ECLI:NL:GHARN:2004:AO8576

Gerechtshof Arnhem

Datum uitspraak
6 april 2004
Publicatiedatum
4 april 2013
Zaaknummer
B04/104 en B 04/239
Instantie
Gerechtshof Arnhem
Type
Uitspraak
Procedures
  • Hoger beroep
Rechters
  • Hooft Graafland
  • Van Ginkel
  • Mens
Vindplaatsen
  • Rechtspraak.nl
AI samenvatting door LexboostAutomatisch gegenereerd

Afwijzing verzoek tot uitsluitend gebruik van de echtelijke woning in echtscheidingsprocedure

In deze zaak heeft het Gerechtshof Arnhem op 6 april 2004 uitspraak gedaan in hoger beroep betreffende een verzoek van een vrouw om het uitsluitend gebruik van de echtelijke woning tijdens de echtscheidingsprocedure. De vrouw had eerder bij de rechtbank te Zwolle een verzoek ingediend tot vaststelling van een bijdrage in de kosten van levensonderhoud en opvoeding van de kinderen, welke was afgewezen. De vrouw verzocht het hof om bij beschikking te bepalen dat zij bij uitsluiting gerechtigd is tot het gebruik van de echtelijke woning, met een bevel aan de man om deze woning niet meer te betreden. De man had daarentegen verzocht om het uitsluitend gebruik van de woning voor de duur van de procedure.

Het hof overwoog dat de vrouw onvoldoende aannemelijk had gemaakt dat de situatie in de echtelijke woning onhoudbaar was, ondanks haar claims van mishandeling en intimidatie door de man. De man betwistte deze claims en stelde dat de vrouw nog steeds betrokken was bij zijn zakelijke activiteiten. Het hof concludeerde dat de vrouw haar verzoek tot uitsluitend gebruik van de woning niet kon onderbouwen en wees dit verzoek af. Tevens werd het verzoek van de man om het uitsluitend gebruik van de woning voor de duur van de procedure afgewezen, omdat hij dit verzoek niet nader had gemotiveerd.
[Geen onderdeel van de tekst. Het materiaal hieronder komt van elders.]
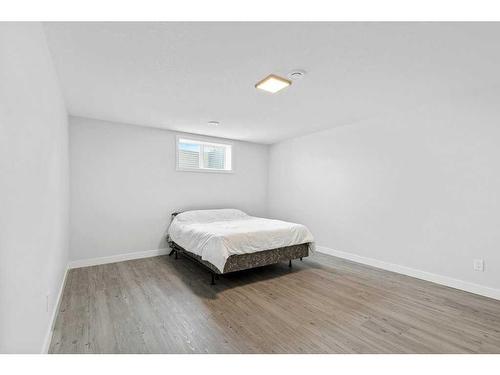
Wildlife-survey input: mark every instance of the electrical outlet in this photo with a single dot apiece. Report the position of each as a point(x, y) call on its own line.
point(478, 265)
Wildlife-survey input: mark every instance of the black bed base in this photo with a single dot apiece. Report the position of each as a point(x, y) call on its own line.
point(245, 261)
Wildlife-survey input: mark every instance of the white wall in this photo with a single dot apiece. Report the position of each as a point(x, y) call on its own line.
point(419, 189)
point(124, 186)
point(33, 188)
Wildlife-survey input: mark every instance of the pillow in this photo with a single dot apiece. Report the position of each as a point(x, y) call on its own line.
point(209, 216)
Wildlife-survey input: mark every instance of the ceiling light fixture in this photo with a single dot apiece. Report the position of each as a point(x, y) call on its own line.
point(272, 83)
point(297, 74)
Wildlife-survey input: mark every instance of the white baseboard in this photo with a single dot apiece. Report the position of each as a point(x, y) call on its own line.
point(432, 277)
point(117, 258)
point(55, 310)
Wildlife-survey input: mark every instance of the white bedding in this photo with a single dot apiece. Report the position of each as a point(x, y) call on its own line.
point(215, 235)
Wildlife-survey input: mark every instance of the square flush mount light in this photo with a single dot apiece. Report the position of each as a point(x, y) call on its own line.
point(273, 84)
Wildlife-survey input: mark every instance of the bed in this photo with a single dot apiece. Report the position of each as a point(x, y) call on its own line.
point(229, 240)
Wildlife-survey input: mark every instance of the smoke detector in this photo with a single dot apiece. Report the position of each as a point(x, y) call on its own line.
point(296, 74)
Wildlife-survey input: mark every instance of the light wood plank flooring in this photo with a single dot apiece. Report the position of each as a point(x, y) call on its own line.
point(322, 305)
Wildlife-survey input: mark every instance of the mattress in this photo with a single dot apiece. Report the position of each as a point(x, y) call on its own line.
point(215, 235)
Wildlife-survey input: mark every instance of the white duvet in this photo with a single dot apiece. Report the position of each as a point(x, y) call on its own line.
point(215, 235)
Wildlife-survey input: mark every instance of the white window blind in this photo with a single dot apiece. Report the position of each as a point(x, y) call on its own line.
point(196, 155)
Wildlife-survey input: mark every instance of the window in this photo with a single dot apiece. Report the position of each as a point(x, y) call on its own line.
point(196, 155)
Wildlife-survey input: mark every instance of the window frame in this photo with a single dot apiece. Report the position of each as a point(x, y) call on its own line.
point(210, 141)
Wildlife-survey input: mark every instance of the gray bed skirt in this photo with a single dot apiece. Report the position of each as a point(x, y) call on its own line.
point(252, 260)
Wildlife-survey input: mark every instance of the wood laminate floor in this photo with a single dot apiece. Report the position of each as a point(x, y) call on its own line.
point(322, 305)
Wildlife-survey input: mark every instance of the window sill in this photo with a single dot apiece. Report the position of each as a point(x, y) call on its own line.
point(222, 171)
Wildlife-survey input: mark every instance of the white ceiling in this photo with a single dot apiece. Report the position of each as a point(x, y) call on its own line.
point(181, 75)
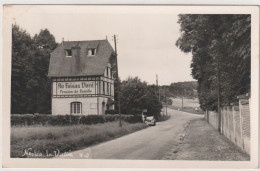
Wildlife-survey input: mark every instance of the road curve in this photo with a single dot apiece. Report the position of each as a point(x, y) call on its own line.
point(148, 144)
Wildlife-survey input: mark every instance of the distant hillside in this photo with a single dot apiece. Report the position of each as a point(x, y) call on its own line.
point(186, 89)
De proceskosten werden gecompenseerd, aangezien partijen (gewezen) echtgenoten zijn. De beslissing van het hof benadrukt het belang van voldoende onderbouwing van verzoeken in echtscheidingsprocedures en de rol van de rechter bij het beoordelen van de situatie van de betrokken partijen.

Uitspraak

6 april 2004
Familiekamer
Rekestnummer 104/2004 en 239/2004
(zie ook 105/2004)
G E R E C H T S H O F T E A R N H E M
beschikking
in de zaak van:
[verzoekster/verweerster],
wonende te [woonplaats],
verzoekster in de zaak met rekestnummer 104/2004,
verweerster in de zaak met rekestnummer 239/2004,
verder te noemen “de vrouw”,
procureur mr J.M. Bosnak,
tegen
[verweerder/verzoeker],
wonende te [woonplaats],
verweerder in de zaak met rekestnummer 104/2004,
verzoeker in de zaak met rekestnummer 239/2004,
verder te noemen “de man”,
procureur mr R.J.E. Reidinga.
1 Het verzoek
1.1 Het hof verwijst naar de beschikking van de rechtbank te Zwolle van 12 november 2003, uitgesproken onder zaaknummer 84204 FARK 03-682.
De vrouw heeft hoger beroep bij dit hof ingesteld tegen die beschikking voor zover daarbij haar verzoek tot vaststelling van een bijdrage in de kosten van haar levensonderhoud en een bijdrage in de kosten van verzorging en opvoeding van de kinderen is afgewezen. Die zaak is bij het hof aanhangig onder rekestnummer 105/2004.
1.2 Bij verzoekschrift, ingekomen ter griffie van het hof op 10 februari 2004, heeft de vrouw het hof verzocht te bepalen dat zij voor de duur van het geding en met ingang van 10 februari 2004 bij uitsluiting gerechtigd is tot het gebruik van de echtelijke woning aan de [adres], met bevel aan de man deze woning niet meer te betreden, kosten rechtens.
1.3 De vrouw heeft bij aanvullend verzoekschrift tot het treffen van voorlopige voorzieningen, ingekomen bij dit hof op 20 februari 2004, verzocht de man te veroordelen om de maandelijkse hypothecaire lasten van de echtelijke woning te voldoen voor de duur van het geding en met ingang van de datum van de te dezen te wijzen beschikking.
1.4 De man heeft bij verzoekschrift, ingekomen per fax ter griffie van het hof op 25 maart 2004, verzocht bij beschikking voor de duur van het geding en met ingang van 25 maart 2004 te bepalen dat de man bij uitsluiting gerechtigd is tot het gebruik van de echtelijke woning.
1.5 De mondelinge behandeling van het verzoek van de vrouw was bepaald op 26 februari 2004 en is op verzoek van partijen aangehouden tot 25 maart 2004. Op die datum is ook het verzoek van de man behandeld. Partijen zijn in persoon verschenen, de vrouw bijgestaan door mr S. Roefs, advocaat te Lelystad en de man bijgestaan door mr J.J. van Riel, advocaat te Naarden.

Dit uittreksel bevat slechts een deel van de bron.